Undergraduate named as Millennium Fellow of United Nations

“These 12 undergraduate leaders are demonstrating through scholarship and action how to meaningfully contribute to society with empathy, humility, and inclusion as guiding values”

A St John’s undergraduate is one of 12 ‘extraordinary’ Cambridge students chosen for an international leadership programme that works towards United Nations goals. 

Amy Bottomley has been awarded a Millennium Fellowship by United Nations Academic Impact (UNAI) and Millennium Campus Network (MCN), which is designed to help student leaders develop the skills and values they need to work in the social impact sector.

The course programme runs until December and will see the Millennium Fellows launch various projects in keeping with the UN’s sustainable development goals and UNAI principles, which tackle issues such as poverty, waste, human rights and global warming.

Third-year English student Amy has been selected as a Campus Director for the ‘Millennium Fellowship Cambridge Campus’ alongside King’s College undergraduate Oishika Ganguly. 

Amy Bottomley
Amy has been awarded a Millennium Fellowship by the United Nations Academic Impact and Millennium Campus Network.

The Millennium Fellowship Class of 2020 features 1,428 undergraduates on 80 campuses in 20 countries. The successful Fellows were picked from thousands of applicants across the world to lead initiatives at their universities.

Sam Vaghar, Executive Director and co-founder of MCN, said: "Twelve extraordinary undergraduates at Cambridge were chosen from over 15,000 applicants as Millennium Fellows this year. Amy Bottomley and Oishika Ganguly have been selected as Campus Directors to help curate the experience for the cohort at Cambridge. These 12 undergraduate leaders are demonstrating through scholarship and action how to meaningfully contribute to society with empathy, humility, and inclusion as guiding values.

"Amy's commitments – from building bridges of understanding through a film festival centering narratives in Iraq, to advocating for students from non-traditional backgrounds – affirms human dignity in this vital time in our world."

Amy is Access Officer for St John’s College JCR, the undergraduate student council, and is also co-founder of The Cambridge Access Movement.
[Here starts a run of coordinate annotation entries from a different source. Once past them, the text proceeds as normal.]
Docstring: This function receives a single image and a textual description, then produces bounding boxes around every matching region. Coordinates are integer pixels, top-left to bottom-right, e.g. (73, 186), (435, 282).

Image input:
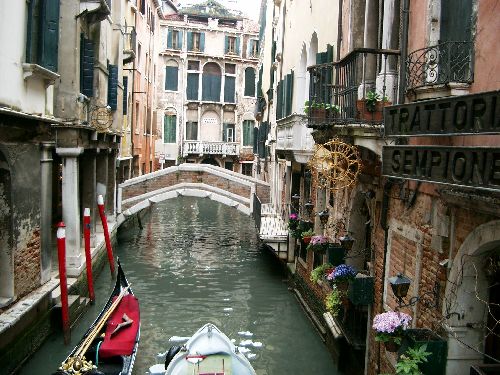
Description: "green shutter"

(224, 76), (236, 103)
(186, 73), (200, 100)
(80, 34), (94, 98)
(163, 115), (177, 143)
(123, 77), (128, 115)
(187, 31), (193, 51)
(38, 0), (59, 72)
(200, 33), (205, 52)
(167, 29), (174, 49)
(245, 68), (255, 96)
(165, 66), (179, 91)
(108, 64), (118, 111)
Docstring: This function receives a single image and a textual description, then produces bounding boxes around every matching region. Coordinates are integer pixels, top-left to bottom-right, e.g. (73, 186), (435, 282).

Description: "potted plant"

(399, 328), (448, 375)
(372, 311), (411, 352)
(300, 229), (314, 245)
(309, 263), (333, 283)
(325, 286), (343, 317)
(326, 264), (357, 292)
(307, 235), (328, 254)
(356, 91), (392, 122)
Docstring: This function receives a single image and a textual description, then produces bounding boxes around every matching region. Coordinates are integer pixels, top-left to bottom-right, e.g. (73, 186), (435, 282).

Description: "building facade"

She said: “I’m thrilled to be awarded a highly competitive Millennium Fellowship. We have some great initiatives in the pipeline.”

Launched in 2013, the Millennium Fellowship has been in partnership for two years with the UNAI, which aligns higher education institutions with the UN in supporting and contributing to the realisation of UN goals and mandates. The MCN is a global non-profit network that brings together and trains young leaders for social impact on campus and in the community.

Ramu Damodaran, Chief of UNAI, said: “When we created the United Nations Academic Impact to foster a culture of intellectual social responsibility, we considered ‘intellect’ not as something remote or esoteric, but rather as a quality innate in every thinking individual. Our collaboration with MCN will allow students to demonstrate how the wisdom and thought they invest in their formal curriculum can be extended to a greater purpose of common good, lending their strengths to their communities and their world and, in turn, being enriched by them.”

Mr Vaghar added: “On every campus and in every community, student leaders are committed to making positive contributions while committed to our ethos: empathetic, humble, inclusive leadership. Emerging leaders need requisite training, connections, and recognition to deepen their social impact as undergraduates and throughout their careers. Partnering with UNAI enables us to engage more students, providing a powerful framework to help them convene, take action, and elevate the important contributions they make. 

“I congratulate Amy for bold commitment to strengthen community and help make UN goals reality.”

The other 10 Cambridge Millennium Fellows are: Alexander Roberts, Emma Bryan, Eszter Brandt, Oliver Moodie, Olivia Byrne, Olivia Taylor, Pippa Prendergast-Coates, Tomos Wood, Yulim Kim and Zoe Clarke. The Class of 2020 are due to graduate in an online ceremony on 18 November.